Good questions – and well-timed. Monday, Aug. 5, was a terrible day for stock markets. The tech sector was ravaged as three separate bombs exploded at the same time: the popping of the AI bubble, the sudden fear of a U.S. recession and a landmark antitrust ruling against Alphabet Inc.’s Google Inc. search engine domination.

The carnage among the Magnificent Seven, which had been leading the markets higher all year, was brutal. Microsoft lost US$13.34. Meta Platforms fell US$12.41. Apple dropped US$10.59 after it was announced that Berkshire Hathaway had sold half its position. Tesla Inc. gave back US$8.79. Alphabet tumbled US$7.42. Amazon.com Inc. was down US$6.88. Nvidia Corp. lost US$6.82.

The tech-heavy Nasdaq lost 576 points (3.43 per cent).
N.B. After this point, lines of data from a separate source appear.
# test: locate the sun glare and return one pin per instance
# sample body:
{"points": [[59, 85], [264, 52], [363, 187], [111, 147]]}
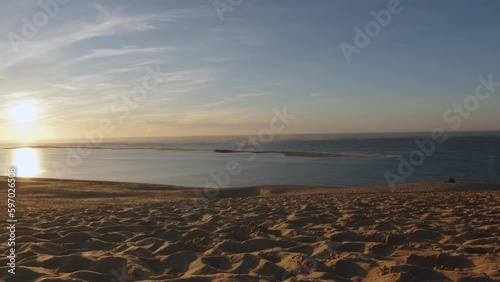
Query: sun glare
{"points": [[23, 113]]}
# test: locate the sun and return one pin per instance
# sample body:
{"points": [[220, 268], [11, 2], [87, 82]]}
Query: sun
{"points": [[25, 112]]}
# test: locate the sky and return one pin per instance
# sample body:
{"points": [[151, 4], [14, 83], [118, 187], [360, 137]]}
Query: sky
{"points": [[70, 68]]}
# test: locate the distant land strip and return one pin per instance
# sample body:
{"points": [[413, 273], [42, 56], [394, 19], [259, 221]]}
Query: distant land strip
{"points": [[222, 151]]}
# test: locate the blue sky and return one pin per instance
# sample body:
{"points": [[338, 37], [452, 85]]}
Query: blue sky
{"points": [[224, 77]]}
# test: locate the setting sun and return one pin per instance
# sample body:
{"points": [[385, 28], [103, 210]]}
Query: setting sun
{"points": [[23, 113]]}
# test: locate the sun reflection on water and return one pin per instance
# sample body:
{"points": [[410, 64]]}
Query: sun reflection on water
{"points": [[26, 162]]}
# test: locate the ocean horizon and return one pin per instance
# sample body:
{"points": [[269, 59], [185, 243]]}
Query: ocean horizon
{"points": [[339, 160]]}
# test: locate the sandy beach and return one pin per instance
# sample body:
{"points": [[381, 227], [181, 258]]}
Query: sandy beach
{"points": [[104, 231]]}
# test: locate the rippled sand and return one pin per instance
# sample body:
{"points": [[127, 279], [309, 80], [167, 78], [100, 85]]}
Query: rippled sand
{"points": [[99, 231]]}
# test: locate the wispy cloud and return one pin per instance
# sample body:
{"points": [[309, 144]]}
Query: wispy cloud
{"points": [[272, 84], [127, 50], [235, 98], [246, 95], [65, 87]]}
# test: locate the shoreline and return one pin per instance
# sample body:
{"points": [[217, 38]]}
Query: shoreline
{"points": [[218, 151]]}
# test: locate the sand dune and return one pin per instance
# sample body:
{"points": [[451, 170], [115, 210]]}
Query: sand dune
{"points": [[102, 231]]}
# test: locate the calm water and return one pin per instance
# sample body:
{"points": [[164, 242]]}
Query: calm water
{"points": [[466, 158]]}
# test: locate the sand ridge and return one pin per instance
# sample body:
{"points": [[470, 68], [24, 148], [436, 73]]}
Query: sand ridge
{"points": [[103, 231]]}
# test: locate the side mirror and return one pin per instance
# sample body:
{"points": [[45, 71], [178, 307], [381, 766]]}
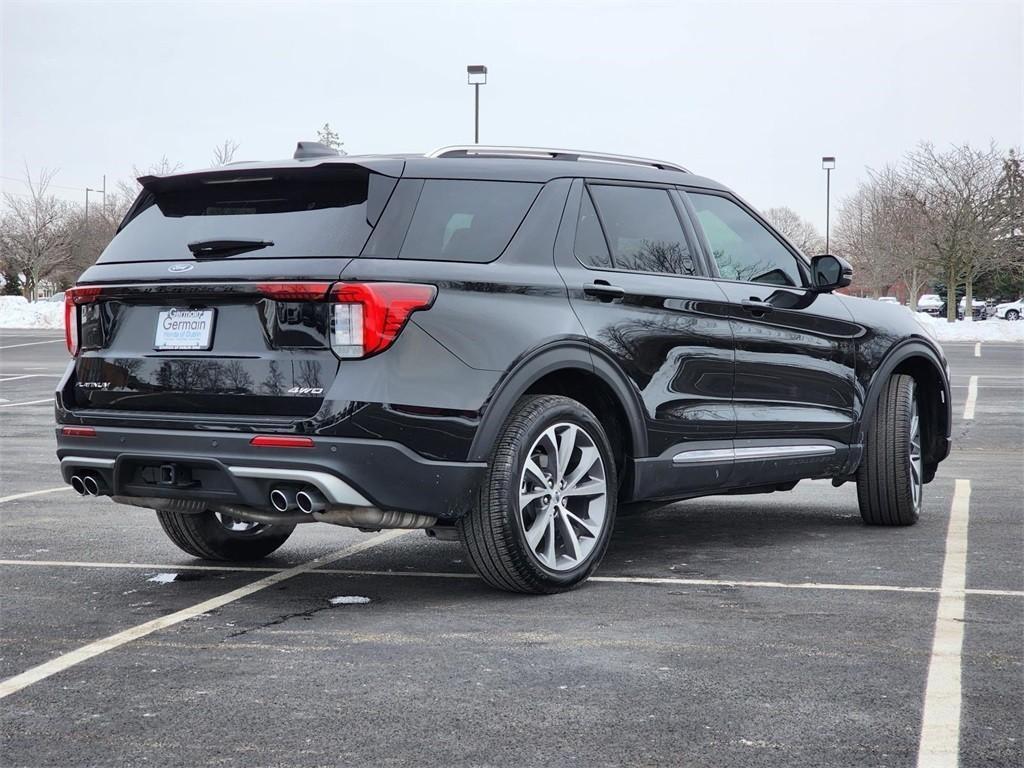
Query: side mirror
{"points": [[829, 272]]}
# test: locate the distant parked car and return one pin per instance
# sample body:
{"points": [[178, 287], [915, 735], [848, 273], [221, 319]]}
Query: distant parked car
{"points": [[979, 309], [931, 303], [1011, 310]]}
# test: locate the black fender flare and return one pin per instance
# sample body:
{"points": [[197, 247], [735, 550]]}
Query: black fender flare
{"points": [[901, 352], [558, 355]]}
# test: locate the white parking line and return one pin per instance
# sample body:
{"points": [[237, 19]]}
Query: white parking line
{"points": [[972, 398], [26, 495], [456, 574], [32, 343], [67, 660], [941, 719]]}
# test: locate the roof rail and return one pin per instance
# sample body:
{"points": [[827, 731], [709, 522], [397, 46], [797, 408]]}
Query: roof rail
{"points": [[543, 153]]}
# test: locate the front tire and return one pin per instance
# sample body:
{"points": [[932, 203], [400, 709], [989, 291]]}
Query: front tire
{"points": [[216, 537], [547, 506], [890, 479]]}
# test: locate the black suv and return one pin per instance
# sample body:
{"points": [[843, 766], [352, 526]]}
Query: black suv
{"points": [[500, 344]]}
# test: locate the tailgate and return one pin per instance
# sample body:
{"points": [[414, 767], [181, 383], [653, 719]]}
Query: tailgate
{"points": [[225, 348]]}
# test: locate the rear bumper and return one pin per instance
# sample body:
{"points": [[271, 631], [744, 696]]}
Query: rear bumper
{"points": [[223, 468]]}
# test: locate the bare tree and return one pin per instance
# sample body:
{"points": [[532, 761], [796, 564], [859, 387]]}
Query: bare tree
{"points": [[37, 232], [956, 193], [797, 229], [224, 153]]}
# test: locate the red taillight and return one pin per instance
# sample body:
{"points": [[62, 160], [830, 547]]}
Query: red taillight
{"points": [[368, 316], [294, 291], [74, 297], [267, 440]]}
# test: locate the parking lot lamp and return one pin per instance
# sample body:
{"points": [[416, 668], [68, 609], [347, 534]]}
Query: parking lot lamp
{"points": [[827, 164], [476, 75]]}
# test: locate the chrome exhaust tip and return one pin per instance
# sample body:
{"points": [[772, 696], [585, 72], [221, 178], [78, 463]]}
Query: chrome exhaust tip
{"points": [[91, 485], [78, 485], [283, 500], [310, 501]]}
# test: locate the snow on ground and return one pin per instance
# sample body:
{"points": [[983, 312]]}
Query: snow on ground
{"points": [[16, 312], [991, 330], [349, 600]]}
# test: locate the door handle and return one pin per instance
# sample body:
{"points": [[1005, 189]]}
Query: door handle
{"points": [[604, 292], [756, 306]]}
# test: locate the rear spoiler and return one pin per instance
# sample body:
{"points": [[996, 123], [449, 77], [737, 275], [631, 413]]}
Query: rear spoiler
{"points": [[252, 171]]}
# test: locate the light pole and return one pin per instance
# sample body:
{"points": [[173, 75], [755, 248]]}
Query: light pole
{"points": [[827, 164], [476, 75], [101, 192]]}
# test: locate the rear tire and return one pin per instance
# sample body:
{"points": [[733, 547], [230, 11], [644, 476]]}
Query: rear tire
{"points": [[890, 477], [547, 506], [211, 538]]}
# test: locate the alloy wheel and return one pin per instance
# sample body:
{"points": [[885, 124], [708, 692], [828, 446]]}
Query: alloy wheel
{"points": [[914, 458], [563, 497]]}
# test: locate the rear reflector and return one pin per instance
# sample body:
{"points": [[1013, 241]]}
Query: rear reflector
{"points": [[368, 316], [266, 440]]}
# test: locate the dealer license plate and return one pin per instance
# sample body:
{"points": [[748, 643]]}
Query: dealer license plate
{"points": [[184, 329]]}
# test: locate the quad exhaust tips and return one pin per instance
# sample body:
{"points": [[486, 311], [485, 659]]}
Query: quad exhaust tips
{"points": [[310, 501], [283, 500], [78, 484], [88, 484]]}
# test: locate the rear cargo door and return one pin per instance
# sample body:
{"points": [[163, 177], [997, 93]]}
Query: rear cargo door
{"points": [[211, 298]]}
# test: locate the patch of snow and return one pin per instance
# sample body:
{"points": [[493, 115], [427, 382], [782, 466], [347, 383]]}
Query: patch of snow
{"points": [[15, 311], [349, 600], [989, 330]]}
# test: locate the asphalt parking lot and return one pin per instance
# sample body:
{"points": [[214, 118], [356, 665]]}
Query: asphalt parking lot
{"points": [[739, 631]]}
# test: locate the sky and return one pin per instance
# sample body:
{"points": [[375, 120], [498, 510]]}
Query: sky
{"points": [[751, 94]]}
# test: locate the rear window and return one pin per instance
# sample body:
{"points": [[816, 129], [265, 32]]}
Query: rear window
{"points": [[466, 220], [309, 212]]}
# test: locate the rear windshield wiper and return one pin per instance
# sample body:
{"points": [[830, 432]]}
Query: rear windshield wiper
{"points": [[216, 248]]}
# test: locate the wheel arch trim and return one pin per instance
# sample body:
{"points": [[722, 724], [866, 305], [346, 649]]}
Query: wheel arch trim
{"points": [[566, 354], [900, 353]]}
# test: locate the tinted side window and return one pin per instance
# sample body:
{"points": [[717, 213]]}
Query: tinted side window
{"points": [[466, 220], [590, 246], [643, 229], [743, 249]]}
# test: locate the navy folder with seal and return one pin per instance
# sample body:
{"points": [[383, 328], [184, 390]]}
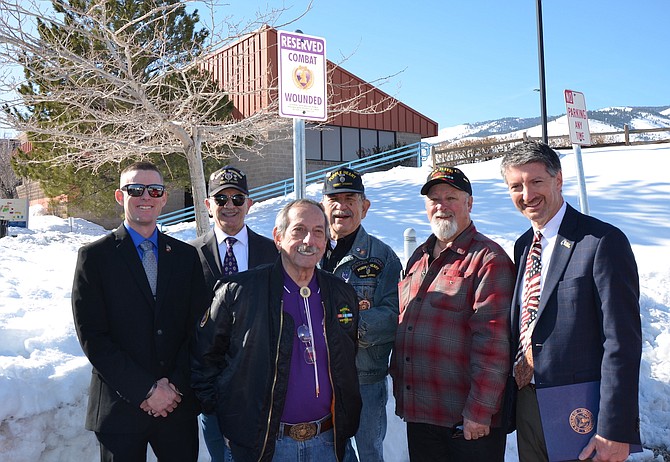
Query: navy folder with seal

The S&P 500 was down 160 points (3 per cent). The Dow lost just over 1,000 points (2.6 per cent).

Although information technology bore the brunt of the selloff, the effects were felt across all sectors. Even the bond market took a hit.

The consensus among analysts was that this was a plain, old-fashioned correction. The rally that followed seemed to confirm that. But it should be noted that even with the big rebound, the S&P 500 still ended the week slightly down and well off its all-time high of 5,669.67, reached in mid-July.

The point is that day-to-day movements don’t mean a lot, dramatic though they may be. What’s important is the mid- to long-range trend pattern. The S&P chart had been rising since October, 2023, and set a new record in July. Despite rallies, some of which were significant, the downward pattern since is clear.

Does this mean a bear market is looming? Possibly. We’ve seen what’s happened to technology in recent weeks. Commodities have also been weak as demand has slowed for key metals such as copper. Jobs have become hard to find, especially for young people, indicating a slowing economy. We may yet have the proverbially soft landing, but a hard one – a recession – can’t be ruled out.

So, back to the young reader’s questions. History has shown that no one is able to successfully time the markets for an extended period. Storms sometimes appear in cloudless skies, catching investors by surprise and breeding panic. At the other extreme, huge market rallies usually start when everyone has lost hope. Despondency spawns success.

So here’s what I advise.

1. Use a dollar cost averaging approach. Invest one-third of the money now. Keep the rest in a high-interest savings account.

2. Invest another third in October and the balance in December. This will smooth the peaks and valleys of market movements between now and year-end.

3. You probably don’t have a lot of money to invest, so don’t try to pick individual stocks at this stage. Stick with index ETFs, which are cheap to own and provide broad diversification. Here are updates on the ones I recommend.

iShares Core S&P U.S. Total Market ETF

Originally recommended March 2, 2015, at $20.22. Closed Friday at $53.99.

Ticker: XUU-T

Background: This ETF tracks the entire U.S. market, including small-, medium- and large-cap stocks. It comes in both a hedged version (XUH-T) and an unhedged version (XUU). We recommend XUU.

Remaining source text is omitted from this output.